Yes. I know how that sounded. 

"You won't," Lysa said. "Trust me. It's for the best."

"But I didn't clear all the jelly!"

"Do it. Do it now."

I pushed down on the apps on the iPhone. They wiggled. But I couldn’t go through with it. 

"You do it," I told Lysa. I handed her my phone and closed my eyes. Candy Crush Saga and all of my progress was gone.

"Best birthday present ever!" Michael shouted.

When I told my kids, I wasn't prepared for Maxon's dramatic begging to put it back on my phone. Cue guilt over modeling inappropriate phone behavior.

"Why is this so upsetting for you?"

"Because we can't be Candy Crush buddies anymore."

Oh my. Candy Crush was something Maxon and I sometimes did together. He pointed out matches, the way to get four and five in a row. To him, it was a bonding experience. Was that bonding cheapened because it was over a silly video game? I don't think so. But there are more valuable ways to connect.

"We can be buddies another way," I suggested.

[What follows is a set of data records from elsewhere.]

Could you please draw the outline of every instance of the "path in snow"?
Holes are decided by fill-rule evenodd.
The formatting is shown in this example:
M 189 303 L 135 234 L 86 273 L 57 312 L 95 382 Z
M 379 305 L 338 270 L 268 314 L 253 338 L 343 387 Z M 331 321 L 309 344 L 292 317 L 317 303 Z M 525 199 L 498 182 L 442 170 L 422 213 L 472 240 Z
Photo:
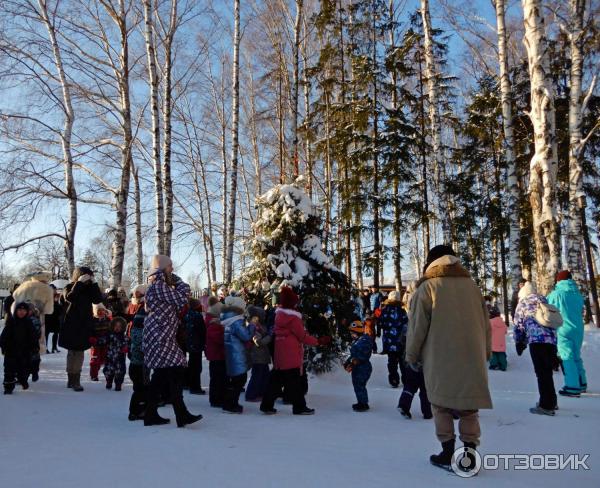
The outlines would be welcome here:
M 350 376 L 340 369 L 311 378 L 313 417 L 294 417 L 283 405 L 267 417 L 256 403 L 227 415 L 210 408 L 207 396 L 186 394 L 190 411 L 204 419 L 177 429 L 174 420 L 129 422 L 130 384 L 107 391 L 87 381 L 87 364 L 85 392 L 65 388 L 63 351 L 43 357 L 40 381 L 28 391 L 0 396 L 0 487 L 599 486 L 600 332 L 588 331 L 584 345 L 590 393 L 559 397 L 554 418 L 528 412 L 537 400 L 531 359 L 528 351 L 517 357 L 510 340 L 508 349 L 509 370 L 490 372 L 495 408 L 481 412 L 481 452 L 589 454 L 589 471 L 483 471 L 465 481 L 430 466 L 429 455 L 439 451 L 433 423 L 421 417 L 418 399 L 412 420 L 400 416 L 400 390 L 387 386 L 384 356 L 372 359 L 367 413 L 351 410 Z M 205 364 L 205 386 L 207 374 Z M 561 375 L 555 383 L 562 386 Z M 161 415 L 173 419 L 170 407 Z

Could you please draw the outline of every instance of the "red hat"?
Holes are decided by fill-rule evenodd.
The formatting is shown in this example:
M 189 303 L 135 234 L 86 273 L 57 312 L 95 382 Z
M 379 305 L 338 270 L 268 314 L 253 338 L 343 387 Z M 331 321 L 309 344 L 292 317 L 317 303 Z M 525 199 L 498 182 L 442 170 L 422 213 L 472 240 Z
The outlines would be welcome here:
M 289 286 L 284 286 L 279 292 L 279 304 L 283 308 L 294 309 L 298 306 L 300 297 Z
M 573 278 L 573 276 L 571 275 L 571 272 L 567 269 L 563 269 L 562 271 L 559 271 L 558 273 L 556 273 L 556 282 L 557 283 L 559 281 L 563 281 L 563 280 L 570 280 L 571 278 Z

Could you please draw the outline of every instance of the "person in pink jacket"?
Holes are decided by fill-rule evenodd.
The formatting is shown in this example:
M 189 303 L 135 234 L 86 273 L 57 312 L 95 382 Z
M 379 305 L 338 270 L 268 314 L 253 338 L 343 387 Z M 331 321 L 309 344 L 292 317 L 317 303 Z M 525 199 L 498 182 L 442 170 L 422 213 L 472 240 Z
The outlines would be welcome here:
M 261 412 L 267 415 L 277 413 L 273 408 L 282 386 L 290 397 L 294 415 L 313 415 L 314 408 L 306 406 L 302 388 L 302 364 L 304 344 L 308 346 L 326 345 L 331 337 L 316 338 L 304 328 L 302 314 L 296 309 L 300 298 L 294 291 L 284 286 L 279 294 L 279 307 L 275 311 L 275 354 L 273 371 L 269 379 L 267 393 L 260 404 Z
M 490 327 L 492 328 L 492 357 L 490 358 L 490 369 L 506 371 L 506 324 L 500 311 L 495 305 L 488 305 L 490 314 Z

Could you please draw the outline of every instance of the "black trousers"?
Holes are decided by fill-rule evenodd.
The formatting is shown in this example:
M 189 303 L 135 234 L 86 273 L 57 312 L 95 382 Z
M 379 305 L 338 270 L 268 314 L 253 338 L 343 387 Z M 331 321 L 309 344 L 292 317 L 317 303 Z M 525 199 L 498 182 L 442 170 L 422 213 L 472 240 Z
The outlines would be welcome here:
M 273 369 L 269 378 L 269 387 L 260 404 L 261 410 L 271 410 L 275 405 L 275 399 L 283 387 L 285 395 L 292 402 L 293 412 L 299 413 L 306 408 L 304 399 L 304 381 L 300 374 L 300 368 L 295 369 Z
M 225 373 L 225 360 L 209 361 L 208 374 L 208 401 L 211 407 L 222 407 L 225 403 L 225 388 L 227 387 L 227 374 Z
M 419 400 L 421 401 L 421 413 L 424 417 L 431 417 L 431 403 L 429 403 L 429 398 L 427 398 L 423 371 L 417 372 L 410 367 L 406 368 L 403 386 L 402 394 L 398 401 L 398 408 L 410 412 L 413 398 L 418 391 Z
M 540 407 L 553 410 L 556 407 L 556 390 L 552 377 L 556 363 L 556 346 L 554 344 L 529 344 L 529 353 L 537 376 Z
M 199 390 L 201 388 L 200 374 L 202 373 L 202 351 L 190 352 L 188 355 L 188 365 L 185 370 L 186 383 L 190 390 Z
M 404 384 L 404 361 L 402 361 L 402 352 L 388 352 L 388 381 L 392 386 L 398 386 L 400 384 L 400 380 L 402 380 L 402 384 Z M 400 374 L 398 374 L 398 370 L 400 370 Z
M 146 405 L 146 419 L 152 420 L 158 416 L 158 402 L 161 394 L 168 389 L 169 401 L 173 405 L 177 424 L 185 422 L 189 414 L 183 402 L 183 382 L 185 368 L 174 366 L 170 368 L 157 368 L 152 373 L 150 388 L 148 390 L 148 403 Z
M 240 394 L 242 393 L 246 381 L 248 381 L 248 373 L 227 377 L 223 408 L 233 409 L 240 406 Z
M 4 356 L 4 391 L 13 391 L 18 383 L 27 382 L 31 361 L 27 356 Z
M 146 371 L 141 364 L 129 364 L 129 378 L 133 383 L 133 393 L 129 400 L 129 413 L 141 415 L 146 410 L 148 385 Z

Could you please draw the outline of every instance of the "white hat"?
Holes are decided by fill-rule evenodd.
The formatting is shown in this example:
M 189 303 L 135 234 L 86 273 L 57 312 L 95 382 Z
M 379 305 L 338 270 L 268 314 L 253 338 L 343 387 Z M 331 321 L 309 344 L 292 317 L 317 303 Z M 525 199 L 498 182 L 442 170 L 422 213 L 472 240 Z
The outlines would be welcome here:
M 159 271 L 164 271 L 172 264 L 173 261 L 171 261 L 171 258 L 169 256 L 165 256 L 164 254 L 155 254 L 150 260 L 148 276 L 152 276 L 153 274 L 156 274 Z
M 390 291 L 388 294 L 388 300 L 390 302 L 399 302 L 400 301 L 400 292 L 396 290 Z
M 94 311 L 94 317 L 96 315 L 98 315 L 98 312 L 100 310 L 104 310 L 105 312 L 108 312 L 108 308 L 106 308 L 104 306 L 104 303 L 94 303 L 94 304 L 92 304 L 92 310 Z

We talked a little about what he would like to share with me and soon the drama over Candy Crush evaporated. I took some solace in the fact that his reaction wasn't about the game itself, but about our relationship. I'll get used to a Candy Crush free life (one day at a time). And I can show our boys that there are more precious ways to spend our time than clearing all the jelly.